For those who don't know, ROCE is a measure of a company's yearly pre-tax profit (its return), relative to the capital employed in the business. The formula for this calculation on G.I. Tech is:

Return on Capital Employed = Earnings Before Interest and Tax (EBIT) ÷ (Total Assets - Current Liabilities)

0.038 = ₩3.9b ÷ (₩109b - ₩7.4b) (Based on the trailing twelve months to March 2024).

Therefore, G.I. Tech has an ROCE of 3.8%. Ultimately, that's a low return and it under-performs the Machinery industry average of 6.7%.

View our latest analysis for G.I. Tech

roce
KOSDAQ:A382480 Return on Capital Employed March 26th 2025

While the past is not representative of the future, it can be helpful to know how a company has performed historically, which is why we have this chart above. If you'd like to look at how G.I. Tech has performed in the past in other metrics, you can view this free graph of G.I. Tech's past earnings, revenue and cash flow.

What Can We Tell From G.I. Tech's ROCE Trend?

The returns on capital haven't changed much for G.I. Tech in recent years. The company has consistently earned 3.8% for the last five years, and the capital employed within the business has risen 450% in that time. This poor ROCE doesn't inspire confidence right now, and with the increase in capital employed, it's evident that the business isn't deploying the funds into high return investments.

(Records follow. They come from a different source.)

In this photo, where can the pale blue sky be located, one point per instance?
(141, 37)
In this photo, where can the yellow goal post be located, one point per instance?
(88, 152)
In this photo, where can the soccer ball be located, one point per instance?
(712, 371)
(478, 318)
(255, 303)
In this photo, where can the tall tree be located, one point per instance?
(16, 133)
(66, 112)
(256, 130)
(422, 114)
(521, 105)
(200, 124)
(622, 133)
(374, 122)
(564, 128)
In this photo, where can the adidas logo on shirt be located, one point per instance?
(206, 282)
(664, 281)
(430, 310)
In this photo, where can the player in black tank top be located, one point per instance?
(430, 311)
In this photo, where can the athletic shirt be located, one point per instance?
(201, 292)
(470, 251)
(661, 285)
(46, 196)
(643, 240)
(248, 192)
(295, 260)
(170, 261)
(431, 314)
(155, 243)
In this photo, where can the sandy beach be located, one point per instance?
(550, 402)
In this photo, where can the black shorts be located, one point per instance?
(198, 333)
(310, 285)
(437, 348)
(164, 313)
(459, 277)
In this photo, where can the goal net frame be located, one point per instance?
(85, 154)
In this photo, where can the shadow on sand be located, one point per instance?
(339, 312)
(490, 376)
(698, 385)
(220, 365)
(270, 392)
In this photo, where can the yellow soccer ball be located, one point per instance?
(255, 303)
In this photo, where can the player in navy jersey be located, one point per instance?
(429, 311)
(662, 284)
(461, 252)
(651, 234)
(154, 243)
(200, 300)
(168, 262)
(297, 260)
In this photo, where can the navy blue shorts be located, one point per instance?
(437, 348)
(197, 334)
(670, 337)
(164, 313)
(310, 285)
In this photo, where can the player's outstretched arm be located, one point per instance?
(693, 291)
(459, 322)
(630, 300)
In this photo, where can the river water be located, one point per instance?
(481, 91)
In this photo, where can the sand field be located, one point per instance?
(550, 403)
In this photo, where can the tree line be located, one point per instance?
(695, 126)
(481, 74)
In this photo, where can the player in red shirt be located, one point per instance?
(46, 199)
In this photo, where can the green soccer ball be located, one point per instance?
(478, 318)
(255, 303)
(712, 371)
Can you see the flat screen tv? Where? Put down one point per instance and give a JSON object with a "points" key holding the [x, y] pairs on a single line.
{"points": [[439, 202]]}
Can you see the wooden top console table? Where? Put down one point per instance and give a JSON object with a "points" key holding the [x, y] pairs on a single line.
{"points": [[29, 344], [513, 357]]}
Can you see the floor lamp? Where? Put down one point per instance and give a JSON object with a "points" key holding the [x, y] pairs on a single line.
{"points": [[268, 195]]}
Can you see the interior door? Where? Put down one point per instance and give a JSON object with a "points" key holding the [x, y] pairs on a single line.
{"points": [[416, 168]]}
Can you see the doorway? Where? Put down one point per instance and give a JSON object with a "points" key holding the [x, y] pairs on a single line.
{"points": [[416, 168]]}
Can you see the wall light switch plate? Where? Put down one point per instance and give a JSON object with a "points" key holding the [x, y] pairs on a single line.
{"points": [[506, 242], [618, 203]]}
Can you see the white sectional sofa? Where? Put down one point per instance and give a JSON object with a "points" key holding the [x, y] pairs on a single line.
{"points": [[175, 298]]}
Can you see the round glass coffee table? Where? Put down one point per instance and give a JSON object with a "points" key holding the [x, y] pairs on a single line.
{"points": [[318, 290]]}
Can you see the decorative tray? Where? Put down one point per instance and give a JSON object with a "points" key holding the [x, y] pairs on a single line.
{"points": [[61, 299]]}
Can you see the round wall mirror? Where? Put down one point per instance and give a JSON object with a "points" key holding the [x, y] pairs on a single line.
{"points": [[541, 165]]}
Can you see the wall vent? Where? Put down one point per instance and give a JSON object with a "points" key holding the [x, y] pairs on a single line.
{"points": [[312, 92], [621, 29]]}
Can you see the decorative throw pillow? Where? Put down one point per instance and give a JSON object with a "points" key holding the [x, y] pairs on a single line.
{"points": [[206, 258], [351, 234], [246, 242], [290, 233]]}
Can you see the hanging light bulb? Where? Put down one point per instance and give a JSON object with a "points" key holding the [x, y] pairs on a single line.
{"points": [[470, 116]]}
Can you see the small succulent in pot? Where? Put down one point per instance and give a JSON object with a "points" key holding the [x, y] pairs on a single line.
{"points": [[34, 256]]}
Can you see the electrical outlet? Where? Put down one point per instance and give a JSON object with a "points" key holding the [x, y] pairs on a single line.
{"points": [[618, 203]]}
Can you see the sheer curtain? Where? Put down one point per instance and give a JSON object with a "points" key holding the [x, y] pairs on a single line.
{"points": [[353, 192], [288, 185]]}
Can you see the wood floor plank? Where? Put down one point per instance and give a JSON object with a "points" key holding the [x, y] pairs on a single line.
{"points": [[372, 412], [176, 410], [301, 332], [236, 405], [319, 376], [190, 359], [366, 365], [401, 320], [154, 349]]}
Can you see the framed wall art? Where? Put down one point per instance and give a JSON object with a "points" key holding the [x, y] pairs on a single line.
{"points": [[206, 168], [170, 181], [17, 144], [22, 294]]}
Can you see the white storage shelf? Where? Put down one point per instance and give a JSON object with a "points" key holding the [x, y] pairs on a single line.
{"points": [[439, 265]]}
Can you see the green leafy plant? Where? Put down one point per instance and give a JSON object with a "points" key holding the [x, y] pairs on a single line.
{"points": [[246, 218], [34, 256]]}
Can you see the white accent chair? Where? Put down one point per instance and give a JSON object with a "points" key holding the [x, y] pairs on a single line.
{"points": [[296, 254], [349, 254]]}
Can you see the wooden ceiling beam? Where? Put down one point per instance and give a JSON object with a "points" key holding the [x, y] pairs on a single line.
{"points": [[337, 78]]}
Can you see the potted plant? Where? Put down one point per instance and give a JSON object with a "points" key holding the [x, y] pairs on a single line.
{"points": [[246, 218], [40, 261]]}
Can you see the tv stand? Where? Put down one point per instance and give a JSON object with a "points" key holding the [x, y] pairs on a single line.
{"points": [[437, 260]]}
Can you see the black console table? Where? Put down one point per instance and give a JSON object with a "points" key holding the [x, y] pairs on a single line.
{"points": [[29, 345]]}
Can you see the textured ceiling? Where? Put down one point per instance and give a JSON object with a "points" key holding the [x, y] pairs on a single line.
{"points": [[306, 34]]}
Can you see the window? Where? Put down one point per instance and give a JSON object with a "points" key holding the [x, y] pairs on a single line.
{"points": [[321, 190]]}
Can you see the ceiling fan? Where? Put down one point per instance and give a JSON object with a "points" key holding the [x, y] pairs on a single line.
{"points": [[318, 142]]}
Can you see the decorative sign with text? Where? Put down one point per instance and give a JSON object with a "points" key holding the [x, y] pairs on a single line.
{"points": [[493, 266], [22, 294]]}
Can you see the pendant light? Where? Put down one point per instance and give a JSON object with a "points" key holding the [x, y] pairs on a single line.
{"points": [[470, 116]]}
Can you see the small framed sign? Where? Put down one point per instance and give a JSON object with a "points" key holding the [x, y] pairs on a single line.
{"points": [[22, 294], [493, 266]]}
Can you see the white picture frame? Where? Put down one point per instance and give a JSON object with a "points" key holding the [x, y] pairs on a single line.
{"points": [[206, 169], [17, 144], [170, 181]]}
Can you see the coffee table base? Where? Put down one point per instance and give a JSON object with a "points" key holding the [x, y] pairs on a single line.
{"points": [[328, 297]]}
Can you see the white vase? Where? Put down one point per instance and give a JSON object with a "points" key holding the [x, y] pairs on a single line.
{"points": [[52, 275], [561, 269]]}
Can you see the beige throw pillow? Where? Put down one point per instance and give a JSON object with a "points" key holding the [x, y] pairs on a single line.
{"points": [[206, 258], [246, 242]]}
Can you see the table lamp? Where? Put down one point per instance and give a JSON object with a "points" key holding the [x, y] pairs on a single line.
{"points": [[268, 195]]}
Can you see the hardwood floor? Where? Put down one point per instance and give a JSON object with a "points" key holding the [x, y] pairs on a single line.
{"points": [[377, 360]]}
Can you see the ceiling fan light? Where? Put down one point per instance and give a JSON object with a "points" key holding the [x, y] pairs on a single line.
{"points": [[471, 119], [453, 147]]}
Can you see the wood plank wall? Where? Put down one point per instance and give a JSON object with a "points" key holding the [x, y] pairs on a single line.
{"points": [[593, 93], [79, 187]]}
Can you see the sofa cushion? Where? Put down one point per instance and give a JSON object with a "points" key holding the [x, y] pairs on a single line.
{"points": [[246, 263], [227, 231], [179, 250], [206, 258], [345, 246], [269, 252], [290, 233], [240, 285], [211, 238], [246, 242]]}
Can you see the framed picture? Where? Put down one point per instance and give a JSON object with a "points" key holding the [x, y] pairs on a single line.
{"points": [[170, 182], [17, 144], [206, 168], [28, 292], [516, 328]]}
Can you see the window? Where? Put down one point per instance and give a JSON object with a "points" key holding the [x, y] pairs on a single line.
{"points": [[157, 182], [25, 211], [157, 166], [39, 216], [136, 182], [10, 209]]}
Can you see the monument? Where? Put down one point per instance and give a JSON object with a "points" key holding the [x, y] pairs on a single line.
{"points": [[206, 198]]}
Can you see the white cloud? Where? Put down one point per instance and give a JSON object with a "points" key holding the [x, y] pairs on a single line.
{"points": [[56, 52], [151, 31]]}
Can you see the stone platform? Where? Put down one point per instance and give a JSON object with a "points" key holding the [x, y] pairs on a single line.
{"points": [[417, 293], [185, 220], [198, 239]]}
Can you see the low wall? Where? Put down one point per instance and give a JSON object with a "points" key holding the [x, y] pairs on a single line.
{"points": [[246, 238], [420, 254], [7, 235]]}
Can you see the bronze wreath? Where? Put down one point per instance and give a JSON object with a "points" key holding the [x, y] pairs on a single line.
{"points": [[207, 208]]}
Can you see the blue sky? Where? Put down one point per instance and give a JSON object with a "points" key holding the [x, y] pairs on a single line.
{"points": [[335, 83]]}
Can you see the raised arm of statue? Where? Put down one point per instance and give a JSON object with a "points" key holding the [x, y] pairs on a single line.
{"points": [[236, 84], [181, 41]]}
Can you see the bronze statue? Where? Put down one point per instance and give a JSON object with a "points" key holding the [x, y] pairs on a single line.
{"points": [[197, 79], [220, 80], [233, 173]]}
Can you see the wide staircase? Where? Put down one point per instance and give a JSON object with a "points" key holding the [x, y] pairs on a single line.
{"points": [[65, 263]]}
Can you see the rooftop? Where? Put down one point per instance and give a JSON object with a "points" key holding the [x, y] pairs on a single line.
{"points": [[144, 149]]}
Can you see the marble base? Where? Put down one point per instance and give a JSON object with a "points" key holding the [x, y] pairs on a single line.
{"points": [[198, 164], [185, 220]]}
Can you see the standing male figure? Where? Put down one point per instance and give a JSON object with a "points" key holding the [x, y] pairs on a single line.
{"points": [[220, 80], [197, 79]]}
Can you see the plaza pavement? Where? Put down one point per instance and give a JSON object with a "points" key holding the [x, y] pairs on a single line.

One more thing to note, even though ROCE has remained relatively flat over the last five years, the reduction in current liabilities to 6.8% of total assets, is good to see from a business owner's perspective. This can eliminate some of the risks inherent in the operations because the business has less outstanding obligations to their suppliers and or short-term creditors than they did previously.

The Bottom Line

In conclusion, G.I. Tech has been investing more capital into the business, but returns on that capital haven't increased. And investors appear hesitant that the trends will pick up because the stock has fallen 37% in the last three years. On the whole, we aren't too inspired by the underlying trends and we think there may be better chances of finding a multi-bagger elsewhere.

G.I. Tech does have some risks, we noticed 3 warning signs (and 1 which is a bit concerning) we think you should know about.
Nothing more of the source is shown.